Page MenuHomePhabricator

Dumps of enwiki and wikidatawiki for 20241001 have not started
Open, HighPublic

Description

We continue to see disruption in the scheduling of regular dumps for reasons unknown.

The latest link for wikidatawiki is still pointing to the 20240920 dump:
https://dumps.wikimedia.org/wikidatawiki/latest/

https://dumps.wikimedia.org/enwiki/20241001/ states that the dump has yet to start and the https://dumps.wikimedia.org/enwiki/20241001/dumpstatus.json returns 404.

This may be related to T375928: skwikibooks dumps failing and also seems like another occurrence of T375692: enwiki dump for 20240920 is delayed.

Event Timeline

The wikidata dump is supposed to happen on snapshot1011 but when I look at it, I can see that there are still processes owned by dumpsgen that are related to 20240920

image.png (321×1 px, 98 KB)

They also seem to be doing a lot of sleeping.

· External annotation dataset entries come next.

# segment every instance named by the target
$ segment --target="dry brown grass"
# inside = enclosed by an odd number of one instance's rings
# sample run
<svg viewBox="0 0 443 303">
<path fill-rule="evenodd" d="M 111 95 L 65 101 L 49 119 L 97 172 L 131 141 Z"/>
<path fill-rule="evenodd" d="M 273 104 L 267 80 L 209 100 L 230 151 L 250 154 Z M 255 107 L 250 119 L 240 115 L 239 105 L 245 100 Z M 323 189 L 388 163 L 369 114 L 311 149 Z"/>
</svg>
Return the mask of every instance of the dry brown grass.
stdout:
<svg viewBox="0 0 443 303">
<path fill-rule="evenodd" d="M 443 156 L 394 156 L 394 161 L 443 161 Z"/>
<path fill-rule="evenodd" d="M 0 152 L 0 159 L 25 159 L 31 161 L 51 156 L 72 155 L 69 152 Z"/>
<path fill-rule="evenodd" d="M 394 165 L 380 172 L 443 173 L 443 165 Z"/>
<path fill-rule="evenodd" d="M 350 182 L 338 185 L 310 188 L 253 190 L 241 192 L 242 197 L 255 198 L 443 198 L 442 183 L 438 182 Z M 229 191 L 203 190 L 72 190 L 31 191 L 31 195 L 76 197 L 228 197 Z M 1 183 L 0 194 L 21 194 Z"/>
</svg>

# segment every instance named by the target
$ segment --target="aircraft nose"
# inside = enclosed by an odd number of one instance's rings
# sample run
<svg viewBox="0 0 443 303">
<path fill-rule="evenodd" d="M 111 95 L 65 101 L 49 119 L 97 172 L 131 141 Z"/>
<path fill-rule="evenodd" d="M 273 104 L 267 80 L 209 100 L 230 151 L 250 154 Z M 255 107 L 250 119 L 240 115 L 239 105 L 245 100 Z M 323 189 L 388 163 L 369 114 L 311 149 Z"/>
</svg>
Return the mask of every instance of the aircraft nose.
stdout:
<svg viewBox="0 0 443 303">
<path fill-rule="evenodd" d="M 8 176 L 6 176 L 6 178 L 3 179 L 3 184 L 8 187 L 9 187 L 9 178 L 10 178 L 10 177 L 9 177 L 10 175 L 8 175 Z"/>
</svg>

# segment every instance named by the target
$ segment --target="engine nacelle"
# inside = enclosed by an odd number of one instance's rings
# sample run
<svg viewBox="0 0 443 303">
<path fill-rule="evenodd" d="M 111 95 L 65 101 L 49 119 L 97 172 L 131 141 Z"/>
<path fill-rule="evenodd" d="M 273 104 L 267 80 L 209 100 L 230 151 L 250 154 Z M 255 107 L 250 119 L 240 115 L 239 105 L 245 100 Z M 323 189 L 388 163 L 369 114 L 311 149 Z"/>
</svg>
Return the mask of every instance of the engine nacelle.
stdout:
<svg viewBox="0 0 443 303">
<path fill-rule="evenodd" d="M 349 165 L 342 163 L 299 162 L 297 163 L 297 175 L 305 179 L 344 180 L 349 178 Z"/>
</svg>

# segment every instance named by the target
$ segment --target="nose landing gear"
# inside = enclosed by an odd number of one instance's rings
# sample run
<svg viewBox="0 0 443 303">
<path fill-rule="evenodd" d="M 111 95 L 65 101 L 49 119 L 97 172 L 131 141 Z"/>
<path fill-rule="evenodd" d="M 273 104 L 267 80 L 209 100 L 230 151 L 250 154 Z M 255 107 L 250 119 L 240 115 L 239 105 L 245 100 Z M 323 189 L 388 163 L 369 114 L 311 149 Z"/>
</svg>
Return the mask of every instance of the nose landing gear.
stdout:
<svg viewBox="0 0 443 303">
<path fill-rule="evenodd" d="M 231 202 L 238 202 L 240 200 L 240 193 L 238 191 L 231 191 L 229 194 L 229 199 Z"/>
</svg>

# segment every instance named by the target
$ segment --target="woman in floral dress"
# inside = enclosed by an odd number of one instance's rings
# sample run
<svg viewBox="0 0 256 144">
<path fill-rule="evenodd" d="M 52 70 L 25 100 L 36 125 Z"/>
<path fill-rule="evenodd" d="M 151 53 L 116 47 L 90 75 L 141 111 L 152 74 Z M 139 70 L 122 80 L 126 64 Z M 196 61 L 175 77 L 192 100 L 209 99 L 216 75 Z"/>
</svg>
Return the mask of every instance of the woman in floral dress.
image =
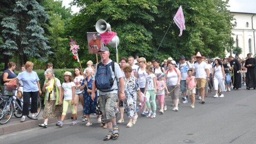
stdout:
<svg viewBox="0 0 256 144">
<path fill-rule="evenodd" d="M 129 65 L 125 66 L 123 68 L 125 74 L 125 93 L 126 99 L 124 101 L 124 107 L 127 116 L 129 118 L 129 123 L 126 127 L 131 127 L 135 124 L 136 119 L 136 108 L 137 99 L 137 92 L 138 93 L 139 100 L 141 101 L 140 90 L 136 78 L 131 75 L 132 69 Z"/>
<path fill-rule="evenodd" d="M 88 120 L 88 122 L 85 126 L 89 126 L 92 125 L 91 122 L 90 114 L 96 113 L 97 97 L 95 97 L 94 100 L 92 101 L 90 96 L 91 94 L 92 86 L 92 69 L 88 67 L 85 69 L 85 71 L 86 72 L 86 78 L 85 79 L 82 81 L 80 89 L 80 90 L 84 90 L 84 94 L 83 94 L 83 113 L 86 115 Z M 88 86 L 88 89 L 86 85 Z M 95 95 L 97 96 L 97 90 L 95 91 Z"/>
</svg>

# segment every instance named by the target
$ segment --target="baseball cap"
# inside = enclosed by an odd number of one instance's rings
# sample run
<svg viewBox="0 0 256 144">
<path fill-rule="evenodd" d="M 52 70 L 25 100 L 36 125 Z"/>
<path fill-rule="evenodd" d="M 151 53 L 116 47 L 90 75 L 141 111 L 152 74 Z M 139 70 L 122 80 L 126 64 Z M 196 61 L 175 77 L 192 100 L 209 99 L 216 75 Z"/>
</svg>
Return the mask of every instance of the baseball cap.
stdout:
<svg viewBox="0 0 256 144">
<path fill-rule="evenodd" d="M 104 46 L 103 47 L 101 47 L 100 50 L 99 50 L 98 52 L 105 52 L 105 51 L 110 51 L 110 50 L 109 49 L 109 48 L 107 46 Z"/>
<path fill-rule="evenodd" d="M 183 56 L 183 55 L 181 56 L 181 57 L 180 57 L 180 59 L 186 59 L 186 58 L 185 58 L 185 56 Z"/>
</svg>

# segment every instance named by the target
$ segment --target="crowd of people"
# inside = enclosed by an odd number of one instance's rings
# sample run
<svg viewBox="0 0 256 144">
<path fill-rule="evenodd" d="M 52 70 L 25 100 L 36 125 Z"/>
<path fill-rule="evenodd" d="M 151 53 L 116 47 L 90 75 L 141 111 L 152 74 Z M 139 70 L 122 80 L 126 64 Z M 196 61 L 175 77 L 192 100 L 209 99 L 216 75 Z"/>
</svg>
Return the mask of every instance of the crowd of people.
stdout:
<svg viewBox="0 0 256 144">
<path fill-rule="evenodd" d="M 240 61 L 232 56 L 222 59 L 218 57 L 210 59 L 202 56 L 199 52 L 189 60 L 182 55 L 177 62 L 169 57 L 163 63 L 159 60 L 147 62 L 144 57 L 129 56 L 122 57 L 119 64 L 110 58 L 107 47 L 101 48 L 98 53 L 101 62 L 95 65 L 89 61 L 83 72 L 79 67 L 74 68 L 73 74 L 65 72 L 62 84 L 55 77 L 52 63 L 47 64 L 42 88 L 45 121 L 39 126 L 47 128 L 49 118 L 57 117 L 56 126 L 62 127 L 69 107 L 73 116 L 70 126 L 76 125 L 80 101 L 83 109 L 82 121 L 87 121 L 85 126 L 93 124 L 91 114 L 97 115 L 97 123 L 108 129 L 103 140 L 116 139 L 119 135 L 117 124 L 124 122 L 125 111 L 129 118 L 126 127 L 131 127 L 136 123 L 139 107 L 141 117 L 155 118 L 158 115 L 164 114 L 167 106 L 170 105 L 165 99 L 169 95 L 172 100 L 171 105 L 174 106 L 172 110 L 177 112 L 181 92 L 182 102 L 188 103 L 189 97 L 191 108 L 194 108 L 196 96 L 200 103 L 203 104 L 206 102 L 205 97 L 212 91 L 215 92 L 214 98 L 223 98 L 226 91 L 232 89 L 238 90 L 243 83 L 247 90 L 256 88 L 256 60 L 250 54 L 246 59 Z M 37 119 L 34 113 L 37 110 L 37 96 L 42 92 L 40 80 L 33 71 L 33 65 L 27 62 L 23 66 L 24 72 L 17 76 L 14 72 L 15 63 L 10 62 L 9 68 L 4 72 L 5 85 L 16 80 L 22 82 L 23 90 L 18 90 L 23 91 L 24 99 L 21 122 L 25 121 L 25 116 L 28 114 L 30 98 L 32 120 Z M 105 69 L 110 73 L 104 73 Z M 106 74 L 105 77 L 110 74 L 112 79 L 110 81 L 107 81 L 110 83 L 109 87 L 101 87 L 99 73 Z M 118 112 L 120 114 L 120 117 L 116 122 Z"/>
</svg>

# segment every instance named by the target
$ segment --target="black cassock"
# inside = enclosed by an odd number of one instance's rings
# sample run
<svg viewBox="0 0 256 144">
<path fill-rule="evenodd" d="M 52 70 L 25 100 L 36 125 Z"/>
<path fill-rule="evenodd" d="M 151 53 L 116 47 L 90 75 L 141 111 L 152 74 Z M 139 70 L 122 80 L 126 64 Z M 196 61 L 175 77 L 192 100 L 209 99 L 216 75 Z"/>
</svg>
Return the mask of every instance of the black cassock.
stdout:
<svg viewBox="0 0 256 144">
<path fill-rule="evenodd" d="M 251 64 L 252 66 L 247 66 Z M 246 73 L 246 86 L 249 88 L 256 88 L 256 59 L 254 58 L 247 59 L 246 61 L 245 67 L 247 68 Z"/>
<path fill-rule="evenodd" d="M 230 62 L 230 66 L 232 67 L 233 65 L 234 67 L 231 70 L 231 73 L 234 74 L 231 76 L 233 89 L 238 89 L 241 88 L 242 82 L 241 73 L 238 73 L 238 71 L 241 70 L 241 65 L 237 59 L 234 59 Z"/>
</svg>

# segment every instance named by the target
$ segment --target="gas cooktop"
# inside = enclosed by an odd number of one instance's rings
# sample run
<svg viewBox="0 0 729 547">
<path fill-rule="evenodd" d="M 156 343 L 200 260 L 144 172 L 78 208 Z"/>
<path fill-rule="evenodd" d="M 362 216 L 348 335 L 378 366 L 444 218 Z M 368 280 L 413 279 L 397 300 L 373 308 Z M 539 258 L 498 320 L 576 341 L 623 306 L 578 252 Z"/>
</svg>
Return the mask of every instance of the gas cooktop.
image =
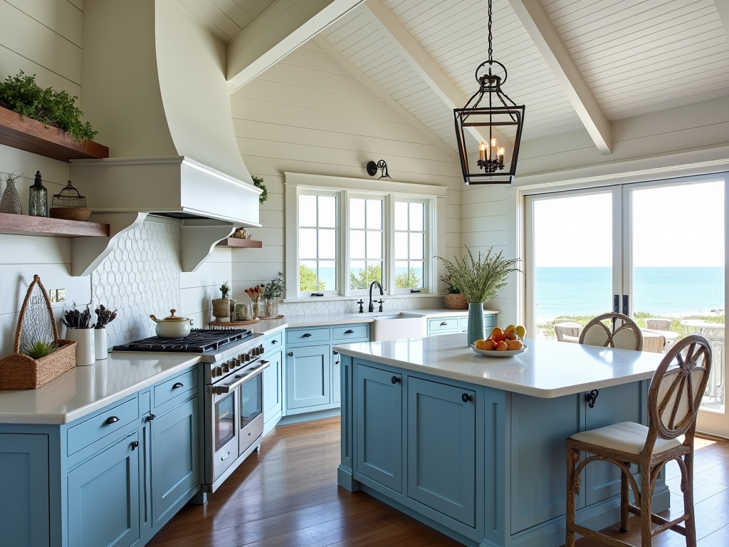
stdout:
<svg viewBox="0 0 729 547">
<path fill-rule="evenodd" d="M 187 336 L 179 338 L 163 338 L 152 336 L 135 340 L 128 344 L 114 346 L 115 352 L 163 352 L 170 353 L 205 353 L 217 349 L 231 342 L 243 341 L 253 336 L 249 329 L 225 329 L 208 330 L 192 329 Z"/>
</svg>

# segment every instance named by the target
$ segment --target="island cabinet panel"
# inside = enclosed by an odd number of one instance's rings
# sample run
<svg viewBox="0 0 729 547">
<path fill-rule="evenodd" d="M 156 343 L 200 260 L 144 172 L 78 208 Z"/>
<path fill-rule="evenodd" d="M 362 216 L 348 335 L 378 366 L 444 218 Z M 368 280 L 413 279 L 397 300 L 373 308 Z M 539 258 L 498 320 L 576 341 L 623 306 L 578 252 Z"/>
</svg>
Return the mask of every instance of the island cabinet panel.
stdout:
<svg viewBox="0 0 729 547">
<path fill-rule="evenodd" d="M 48 435 L 0 433 L 0 544 L 50 541 Z"/>
<path fill-rule="evenodd" d="M 356 469 L 402 492 L 402 376 L 357 367 Z"/>
<path fill-rule="evenodd" d="M 476 525 L 475 392 L 409 377 L 408 496 Z"/>
<path fill-rule="evenodd" d="M 287 410 L 331 403 L 331 355 L 329 344 L 289 349 L 286 366 Z"/>
<path fill-rule="evenodd" d="M 200 482 L 198 397 L 152 422 L 152 509 L 155 521 Z"/>
<path fill-rule="evenodd" d="M 581 430 L 579 395 L 544 399 L 511 395 L 511 527 L 516 533 L 564 515 L 564 441 Z M 585 505 L 580 489 L 577 507 Z"/>
<path fill-rule="evenodd" d="M 139 441 L 135 429 L 69 473 L 69 546 L 129 547 L 139 538 Z"/>
<path fill-rule="evenodd" d="M 647 382 L 623 384 L 600 389 L 595 406 L 585 405 L 585 430 L 604 427 L 620 422 L 647 425 L 642 411 L 647 408 Z M 638 466 L 633 466 L 636 474 Z M 593 462 L 585 468 L 585 505 L 591 505 L 620 493 L 620 472 L 607 462 Z M 639 484 L 640 483 L 639 482 Z"/>
</svg>

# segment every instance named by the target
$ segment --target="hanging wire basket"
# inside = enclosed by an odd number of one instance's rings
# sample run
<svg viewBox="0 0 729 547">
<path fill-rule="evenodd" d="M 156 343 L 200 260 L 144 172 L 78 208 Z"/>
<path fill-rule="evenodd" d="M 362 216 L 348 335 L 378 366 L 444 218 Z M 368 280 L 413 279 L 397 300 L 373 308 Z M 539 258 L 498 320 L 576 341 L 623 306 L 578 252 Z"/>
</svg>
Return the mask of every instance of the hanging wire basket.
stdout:
<svg viewBox="0 0 729 547">
<path fill-rule="evenodd" d="M 37 359 L 26 354 L 39 344 L 52 351 Z M 13 354 L 0 360 L 0 389 L 37 389 L 75 365 L 76 342 L 58 337 L 48 293 L 34 276 L 17 319 Z"/>
<path fill-rule="evenodd" d="M 88 220 L 91 212 L 86 209 L 86 198 L 79 193 L 69 180 L 61 193 L 54 194 L 51 202 L 51 218 L 66 220 Z"/>
</svg>

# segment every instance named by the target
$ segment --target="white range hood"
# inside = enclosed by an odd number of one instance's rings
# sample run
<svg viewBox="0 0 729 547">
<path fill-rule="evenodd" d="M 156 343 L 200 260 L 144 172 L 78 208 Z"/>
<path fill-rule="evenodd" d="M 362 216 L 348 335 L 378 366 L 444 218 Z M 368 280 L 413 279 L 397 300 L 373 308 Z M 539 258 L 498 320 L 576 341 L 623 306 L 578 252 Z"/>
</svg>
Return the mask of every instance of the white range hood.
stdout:
<svg viewBox="0 0 729 547">
<path fill-rule="evenodd" d="M 112 157 L 73 160 L 71 176 L 112 236 L 74 242 L 74 275 L 149 214 L 179 222 L 183 271 L 236 227 L 260 225 L 222 42 L 173 0 L 85 0 L 82 55 L 81 108 Z"/>
</svg>

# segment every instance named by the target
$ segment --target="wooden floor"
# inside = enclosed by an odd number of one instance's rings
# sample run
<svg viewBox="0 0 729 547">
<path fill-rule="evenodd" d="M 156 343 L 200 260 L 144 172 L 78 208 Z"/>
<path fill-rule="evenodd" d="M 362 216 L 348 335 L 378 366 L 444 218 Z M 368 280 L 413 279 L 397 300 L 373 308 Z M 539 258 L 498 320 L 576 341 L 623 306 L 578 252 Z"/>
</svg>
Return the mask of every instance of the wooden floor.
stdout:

According to https://dumps.wikimedia.org/wikidatawiki/20240920/ this dump is complete, so I am going to kill these stray processes and try to start the wikidata dump for 20241001.

Killed all processes starting with the parent fulldumps.sh

btullis@snapshot1011:~$ sudo kill 3754960
btullis@snapshot1011:~$ pstree -ap dumpsgen
No processes found.

Now restarting the service:

btullis@snapshot1011:~$ sudo systemctl restart fulldumps-rest.service

I could have waited until 20:05 for it to start by itself, but I wanted to see if it exited quickly.
I have started this in a screen session, as it does not return my terminal to me.

Looks to be proceeding correctly, though.
I can see content in /mnt/dumpsdata/xmldatadumps/private/wikidatawiki/20241001/dumplog.txt

Looking at enwiki on snapshot1012, I can see that there is still a process running and the commands look right, but it doesn't seem to be doing anything.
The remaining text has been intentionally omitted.